Ireland's Pro-Lifers Hold 'Challenging Media Bias' Rally In Dublin

March 13th, 2015 2:15 PM

LifeNews.com reports that pro-lifers in Ireland held a march on Wednesday night to protest the nation’s broadcast and print media bias in favor of abortion on demand. Several thousand pro-lifers turned out in Dublin outside the Irish parliament for an event they called “33 to 1: Challenging Media Bias.”

In a recent two-week period last December, the campaigners asserted that 33 pro-abortion articles appeared in Irish national newspapers but they published only one pro-life article during the same period. The  pro-lifers made a video advertising their protest:

“The decision to hold this evening’s event was not taken lightly. But media bias on abortion has reached a point where we simply cannot afford to ignore what is going on any longer,” said Pro-Life Campaign deputy chairperson Cora Sherlock.

“There has been a tendency on the part of everyone inside and outside of politics to tip-toe around the issue rather than talk about it out in the open. That’s not a healthy way to approach such a serious matter in a democracy. The public are being continually deprived of the opportunity to hear the case against abortion.”

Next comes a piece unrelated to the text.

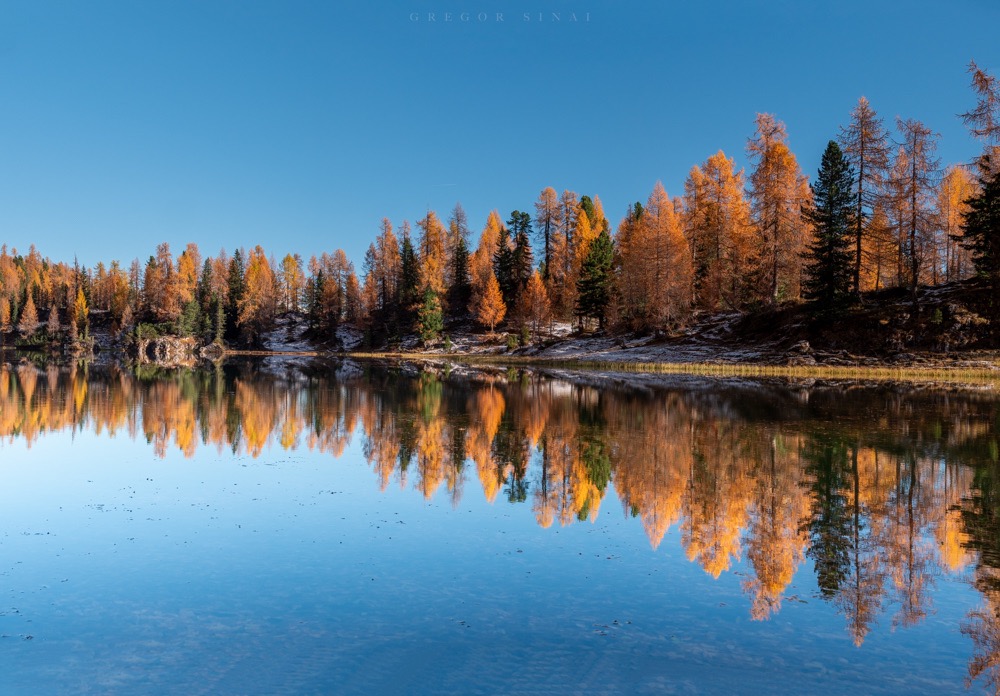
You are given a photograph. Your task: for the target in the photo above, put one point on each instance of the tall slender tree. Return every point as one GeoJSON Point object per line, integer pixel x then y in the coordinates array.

Journalist Wendy Grace told the crowd:

“The pro-life movement in Ireland has an incredible story to tell. Stories of hope and survival against the odds. Stories of abortions being booked and then cancelled at the last minute. Stories of unplanned pregnancies that once seemed impossible leading to children that have become the love of their mothers’ lives.

“Tragically, there are many personal stories too of heartbreak and unimaginable sorrow resulting from abortion regret. Stories that if the public were given a chance to hear would turn the abortion debate on its head. But these pro-life stories of hope and heartache are being ignored and side-lined by the media. The very deliberate way in which this is being done is a scandal.”

Grace underlined the broadcast media bias at RTE (Raidió Teilifís Éireann, or Radio Television Ireland) is the most egregious, since it’s funded by the taxpayers.

Sherlock sounded a familiar note in discussing Ireland’s 8th Amendment, which was passed in 1983 to prevent the country from legalizing abortion as much as England, which allows abortion up to 24 weeks gestation, meaning Irish women often travel there:

“It is much easier to accuse supporters of the 8th Amendment of being sectarian, misogynistic and fundamentalist, as some newspapers did recently, than to engage in meaningful and sincere debate. This pretend debate on abortion has to be challenged and brought to an end. Our goal after tonight is to bring the message of media bias to the wider public. Through social media, outdoor advertising and one on one engagement with the general public we are going to get people talking about the slanted coverage until some degree of fairness is restored to the debate.”